„Verschnitt“ ist die dritte Veröffentlichung von Jennifer Hauff, allerdings war mir die Autorin bis dato nicht geläufig. Dies ändert sich nun, denn ihr aktuelles Buch wird mir in Erinnerung bleiben, brachte sie mir doch mittels eines fesselnden und verstörenden Plott-Gerüstes das sehr sensible Thema „Intersexualität“ näher. Im Nachhinein bin ich mir ziemlich sicher, dass diese Geschichte niemanden kalt lassen wird und jeder Leser sensibilisierter das Buch schließen wird.
Klappentext
„Wisst ihr schon, was es wird? Ist es ein Mädchen oder ein Junge?“
Für eine Antwort ist Kinderchirurg Johannes Gelders bereit, über Leichen zu gehen. Doch OP-Schwester Liane will seine Menschenexperimente stoppen. Auf ihrem persönlichen Rachefeldzug ist ihr jedes Mittel recht. Verfolgt von ihrer eigenen Vergangenheit, wird die Jägerin zur Gejagten und das Opfer zum Täter.

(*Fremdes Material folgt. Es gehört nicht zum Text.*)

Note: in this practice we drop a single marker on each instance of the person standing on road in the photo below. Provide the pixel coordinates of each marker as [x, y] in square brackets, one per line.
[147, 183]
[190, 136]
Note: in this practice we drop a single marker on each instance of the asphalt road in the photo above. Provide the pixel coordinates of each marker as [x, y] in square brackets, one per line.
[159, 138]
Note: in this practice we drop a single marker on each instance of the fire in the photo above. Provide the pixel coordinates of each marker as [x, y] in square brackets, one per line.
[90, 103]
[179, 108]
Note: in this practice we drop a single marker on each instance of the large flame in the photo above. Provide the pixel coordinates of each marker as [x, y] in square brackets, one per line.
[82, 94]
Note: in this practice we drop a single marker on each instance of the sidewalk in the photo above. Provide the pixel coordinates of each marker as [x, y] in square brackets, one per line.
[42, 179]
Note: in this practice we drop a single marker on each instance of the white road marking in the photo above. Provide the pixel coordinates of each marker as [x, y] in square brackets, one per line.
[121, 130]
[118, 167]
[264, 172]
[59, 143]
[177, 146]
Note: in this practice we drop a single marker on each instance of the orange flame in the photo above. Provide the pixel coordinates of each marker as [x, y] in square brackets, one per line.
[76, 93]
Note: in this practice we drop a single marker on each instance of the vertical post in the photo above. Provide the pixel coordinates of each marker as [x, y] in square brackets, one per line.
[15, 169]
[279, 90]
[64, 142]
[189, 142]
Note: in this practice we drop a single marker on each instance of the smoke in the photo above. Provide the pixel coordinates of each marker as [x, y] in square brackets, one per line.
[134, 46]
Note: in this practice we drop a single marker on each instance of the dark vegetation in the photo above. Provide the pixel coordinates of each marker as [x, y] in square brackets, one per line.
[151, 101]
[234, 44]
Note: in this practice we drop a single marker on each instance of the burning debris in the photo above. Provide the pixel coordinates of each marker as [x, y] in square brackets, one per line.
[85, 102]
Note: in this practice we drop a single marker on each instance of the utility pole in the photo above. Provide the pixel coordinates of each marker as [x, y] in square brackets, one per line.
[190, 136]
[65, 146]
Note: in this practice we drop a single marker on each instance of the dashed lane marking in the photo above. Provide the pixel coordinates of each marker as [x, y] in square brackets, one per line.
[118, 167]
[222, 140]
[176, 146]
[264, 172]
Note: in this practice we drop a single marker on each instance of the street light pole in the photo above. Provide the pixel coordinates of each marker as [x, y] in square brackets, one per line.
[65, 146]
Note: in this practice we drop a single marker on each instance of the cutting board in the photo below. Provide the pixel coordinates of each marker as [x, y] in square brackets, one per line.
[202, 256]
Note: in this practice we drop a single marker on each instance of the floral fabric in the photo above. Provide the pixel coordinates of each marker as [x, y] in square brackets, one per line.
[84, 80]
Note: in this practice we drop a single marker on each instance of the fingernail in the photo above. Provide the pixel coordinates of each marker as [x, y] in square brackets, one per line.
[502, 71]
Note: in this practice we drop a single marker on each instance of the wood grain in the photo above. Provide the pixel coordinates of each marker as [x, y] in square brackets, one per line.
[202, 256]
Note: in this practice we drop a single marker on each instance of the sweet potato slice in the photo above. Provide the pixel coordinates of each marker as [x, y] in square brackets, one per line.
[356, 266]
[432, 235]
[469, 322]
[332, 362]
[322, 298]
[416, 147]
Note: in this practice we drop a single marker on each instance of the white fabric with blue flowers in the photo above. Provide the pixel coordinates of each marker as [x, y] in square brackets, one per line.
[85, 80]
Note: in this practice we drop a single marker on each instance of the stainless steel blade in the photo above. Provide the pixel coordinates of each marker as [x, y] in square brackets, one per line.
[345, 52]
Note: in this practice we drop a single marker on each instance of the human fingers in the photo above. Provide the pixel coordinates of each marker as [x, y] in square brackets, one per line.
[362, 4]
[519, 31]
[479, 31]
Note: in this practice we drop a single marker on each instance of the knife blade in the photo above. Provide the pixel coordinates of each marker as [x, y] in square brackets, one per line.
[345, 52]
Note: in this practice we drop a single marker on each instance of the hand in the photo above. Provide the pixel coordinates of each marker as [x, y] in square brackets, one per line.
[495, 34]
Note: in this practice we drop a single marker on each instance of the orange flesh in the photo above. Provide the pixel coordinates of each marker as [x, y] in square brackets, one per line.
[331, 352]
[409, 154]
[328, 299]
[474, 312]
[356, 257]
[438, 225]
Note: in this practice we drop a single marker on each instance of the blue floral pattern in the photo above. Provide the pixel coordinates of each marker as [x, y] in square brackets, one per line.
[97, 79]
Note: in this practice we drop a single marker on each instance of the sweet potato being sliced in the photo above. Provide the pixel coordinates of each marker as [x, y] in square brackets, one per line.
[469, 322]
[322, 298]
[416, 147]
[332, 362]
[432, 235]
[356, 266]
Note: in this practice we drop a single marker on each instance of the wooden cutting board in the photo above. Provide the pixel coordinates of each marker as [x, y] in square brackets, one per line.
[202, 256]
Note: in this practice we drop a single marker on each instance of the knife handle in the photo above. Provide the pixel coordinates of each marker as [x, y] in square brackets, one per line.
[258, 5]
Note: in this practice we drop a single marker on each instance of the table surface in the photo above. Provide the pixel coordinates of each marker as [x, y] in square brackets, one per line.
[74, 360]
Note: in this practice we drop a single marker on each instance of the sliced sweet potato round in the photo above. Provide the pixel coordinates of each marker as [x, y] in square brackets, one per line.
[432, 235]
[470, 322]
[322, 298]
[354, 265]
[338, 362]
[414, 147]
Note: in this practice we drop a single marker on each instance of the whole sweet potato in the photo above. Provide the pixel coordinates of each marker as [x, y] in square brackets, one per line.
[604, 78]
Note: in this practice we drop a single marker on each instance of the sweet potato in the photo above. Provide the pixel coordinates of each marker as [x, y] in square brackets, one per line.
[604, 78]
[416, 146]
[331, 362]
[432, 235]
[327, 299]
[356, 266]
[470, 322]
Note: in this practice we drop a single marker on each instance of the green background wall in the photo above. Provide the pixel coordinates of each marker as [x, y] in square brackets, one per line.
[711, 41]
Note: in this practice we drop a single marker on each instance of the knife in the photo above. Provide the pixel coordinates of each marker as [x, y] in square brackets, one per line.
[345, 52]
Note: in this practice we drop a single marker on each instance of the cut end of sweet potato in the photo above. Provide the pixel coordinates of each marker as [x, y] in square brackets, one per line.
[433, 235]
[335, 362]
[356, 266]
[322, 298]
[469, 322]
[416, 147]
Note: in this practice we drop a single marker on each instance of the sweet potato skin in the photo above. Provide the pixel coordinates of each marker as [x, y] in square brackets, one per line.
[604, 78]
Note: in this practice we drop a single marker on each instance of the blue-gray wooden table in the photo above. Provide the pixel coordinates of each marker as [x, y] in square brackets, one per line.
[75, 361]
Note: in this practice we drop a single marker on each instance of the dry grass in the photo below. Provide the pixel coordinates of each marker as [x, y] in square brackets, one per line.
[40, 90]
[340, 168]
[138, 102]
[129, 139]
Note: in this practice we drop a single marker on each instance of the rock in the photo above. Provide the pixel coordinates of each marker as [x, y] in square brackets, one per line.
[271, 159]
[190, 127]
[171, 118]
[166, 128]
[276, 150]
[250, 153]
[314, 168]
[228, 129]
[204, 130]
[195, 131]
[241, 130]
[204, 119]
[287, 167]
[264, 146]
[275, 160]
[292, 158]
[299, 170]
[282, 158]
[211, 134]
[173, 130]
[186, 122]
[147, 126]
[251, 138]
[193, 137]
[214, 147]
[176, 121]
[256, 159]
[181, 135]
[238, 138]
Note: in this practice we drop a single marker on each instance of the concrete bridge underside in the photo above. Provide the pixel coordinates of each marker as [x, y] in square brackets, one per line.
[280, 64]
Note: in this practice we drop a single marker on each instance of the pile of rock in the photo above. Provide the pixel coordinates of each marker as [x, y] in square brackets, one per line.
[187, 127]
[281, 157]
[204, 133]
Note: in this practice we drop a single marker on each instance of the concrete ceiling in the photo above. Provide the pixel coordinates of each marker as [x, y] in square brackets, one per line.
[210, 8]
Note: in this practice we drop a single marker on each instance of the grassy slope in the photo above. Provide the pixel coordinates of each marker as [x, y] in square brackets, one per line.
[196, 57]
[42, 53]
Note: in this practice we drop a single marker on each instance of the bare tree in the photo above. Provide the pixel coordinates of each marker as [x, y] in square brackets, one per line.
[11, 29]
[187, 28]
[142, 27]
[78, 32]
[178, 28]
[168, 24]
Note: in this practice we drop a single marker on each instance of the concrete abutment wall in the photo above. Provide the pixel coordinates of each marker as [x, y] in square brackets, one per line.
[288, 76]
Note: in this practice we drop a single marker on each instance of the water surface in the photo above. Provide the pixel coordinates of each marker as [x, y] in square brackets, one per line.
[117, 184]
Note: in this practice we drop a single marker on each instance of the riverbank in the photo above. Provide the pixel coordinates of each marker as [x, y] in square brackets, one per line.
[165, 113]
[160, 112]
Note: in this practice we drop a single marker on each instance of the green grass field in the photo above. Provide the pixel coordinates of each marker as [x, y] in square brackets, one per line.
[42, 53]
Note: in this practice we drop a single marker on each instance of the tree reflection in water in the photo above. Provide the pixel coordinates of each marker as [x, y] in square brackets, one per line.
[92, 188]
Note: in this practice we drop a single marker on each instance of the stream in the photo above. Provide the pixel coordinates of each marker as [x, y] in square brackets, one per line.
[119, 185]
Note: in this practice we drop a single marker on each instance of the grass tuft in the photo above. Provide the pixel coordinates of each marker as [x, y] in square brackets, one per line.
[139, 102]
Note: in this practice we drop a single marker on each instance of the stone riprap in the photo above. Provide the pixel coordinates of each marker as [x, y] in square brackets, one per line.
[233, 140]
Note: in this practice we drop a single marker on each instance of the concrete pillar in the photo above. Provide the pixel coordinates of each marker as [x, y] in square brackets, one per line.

Der Thriller über das dritte Geschlecht erzählt eine fiktive Geschichte über geschlechtsverändernde Operationen, zerbrochene Familien und blinde Vergeltung. Inspiriert von einer wahren Begebenheit.
Über die Autorin
Jennifer Hauff wurde 1984 in Frankfurt am Main geboren und lebt heute noch in dieser Stadt. Die gelernte Hotelkauffrau arbeitet als Front Desk Manager bei einer Fluggesellschaft und studiert Germanistik an der Goethe-Universität.
Als Kind hatte Jennifer viele Ideen, was sie einmal werden möchte. So wollte sie zum Beispiel malen, am liebsten für Zeichentrickfilme. Auch die Schauspielerin hätte ihr gefallen. Es stand scheinbar von Anfang an fest, dass Jennifer gerne zur Unterhaltung anderer Menschen beitragen wollte, auch wenn sie dabei nicht unbedingt an die Schriftstellerei dachte.
Gute Geschichten habe die kleine Jennifer schon immer zu schätzen gewusst. Schon früh hat sie sich nicht mit vorgelesenen Geschichten begnügt, sondern darauf bestanden, dass sich die Großmutter immer neue Gute-Nacht-Geschichten ausdachte. Zum Schreiben kam Jennifer durch ihre jüngere Schwester. Die damals 15-jährige hatte eine Buch-Idee, aus welcher ein gemeinschaftliches Projekt entstand. Nach einem Jahr Arbeit wurde 2011 „Herzverwandt“ schließlich veröffentlicht.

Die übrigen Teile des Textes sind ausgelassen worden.